Ahora faltaba la parte legal, porque era una donación entre personas vivas no relacionadas. Tenían que demostrar que era un acto gratuito y voluntario. Es decir, que no había una venta de órganos, dado que “los derechos sobre el cuerpo humano o sus partes no tienen un valor comercial sino afectivo, terapéutico, científico, humanitario o social”, dice el fallo judicial.

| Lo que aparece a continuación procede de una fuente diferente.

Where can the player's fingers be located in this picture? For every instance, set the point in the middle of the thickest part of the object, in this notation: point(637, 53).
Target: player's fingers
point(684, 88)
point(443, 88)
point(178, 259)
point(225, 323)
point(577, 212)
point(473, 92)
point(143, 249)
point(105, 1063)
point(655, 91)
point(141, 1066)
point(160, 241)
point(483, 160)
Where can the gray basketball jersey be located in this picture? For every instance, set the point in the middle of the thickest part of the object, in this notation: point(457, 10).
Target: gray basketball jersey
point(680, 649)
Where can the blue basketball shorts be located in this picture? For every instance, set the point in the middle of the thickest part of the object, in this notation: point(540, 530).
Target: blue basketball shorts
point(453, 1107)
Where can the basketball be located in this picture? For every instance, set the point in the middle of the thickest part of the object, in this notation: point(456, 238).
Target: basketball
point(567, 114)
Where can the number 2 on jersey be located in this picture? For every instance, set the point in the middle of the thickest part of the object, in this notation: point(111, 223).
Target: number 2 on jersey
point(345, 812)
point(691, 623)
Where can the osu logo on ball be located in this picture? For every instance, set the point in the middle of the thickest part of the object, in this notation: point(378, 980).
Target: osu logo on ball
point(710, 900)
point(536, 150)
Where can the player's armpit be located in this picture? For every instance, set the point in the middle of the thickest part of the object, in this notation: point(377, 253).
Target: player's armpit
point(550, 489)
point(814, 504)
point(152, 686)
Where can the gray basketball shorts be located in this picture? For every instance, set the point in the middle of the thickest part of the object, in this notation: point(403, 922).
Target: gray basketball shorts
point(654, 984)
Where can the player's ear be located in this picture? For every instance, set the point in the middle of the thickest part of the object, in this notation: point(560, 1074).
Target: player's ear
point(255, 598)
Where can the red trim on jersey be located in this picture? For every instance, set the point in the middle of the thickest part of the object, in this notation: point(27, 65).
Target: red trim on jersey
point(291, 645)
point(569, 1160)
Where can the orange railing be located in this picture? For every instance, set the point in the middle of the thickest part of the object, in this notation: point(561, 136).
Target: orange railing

“Una prueba de amistad”, traduce ella. “Tuvimos que relatar cómo nos habíamos conocido, presentar como 200 fotos, nos hicieron pericias psicológicas y psiquiátricas, a lo que se sumó un informe de la trabajadora social”.
Cuando le preguntaron a Juan Manuel por qué quería donarle un riñón, contestó: “Es un acto de amor, de un amor sublime”, dice el fallo. La Justicia tardó casi dos años en expedirse hasta que concluyó que él tenía “el deseo de acompañar a su amiga de la adolescencia, dándole una posibilidad para que continúe viviendo”.
Para ese entonces el diagnóstico de Marianela ya era “insuficiencia renal crónica terminal”.
El 13 de agosto de 2018, tras la autorización judicial, Juan Manuel y Marianela entraron a la Fundación Favaloro para que él pudiera donarle un riñón. Cuando ella se despertó -cuenta ahora- ya sentía la diferencia.
Pronto volvió a danzas, empezó a ejercer como psicóloga y ahora está en pareja. Él no toma ninguna medicación, sigue en su trabajo de siempre. Dos años después de estar viviendo con un sólo riñón volvió a ser papá.
“Yo siempre le digo a Juanma que se ha transformado en mi hermano. Tengo una partecita de él que es la que me permite seguir con vida, disfrutar de mi vida”, cierra ella. “Yo lo amo con toda mi alma pero sobre todo lo admiro. Admiro lo que fue capaz de hacer. Todos los días agradezco que haya aparecido en mi vida a través de nuestra amistad”.
Para él no hubo nada heroico. “A mí no me cambió mucho la vida pero sí pude ver cómo cambió la de ella. Volvió a ser la que yo había conocido, estaba alegre otra vez. Un día me dijo ‘hace una semana que no me duele nada’. Yo le pregunté ‘¿pero todo el tiempo te dolía algo?’. Y ella me dijo ‘ajá’. ‘Wow’, pensé: eso que para mí fue un pequeño paso para ella era un mundo”.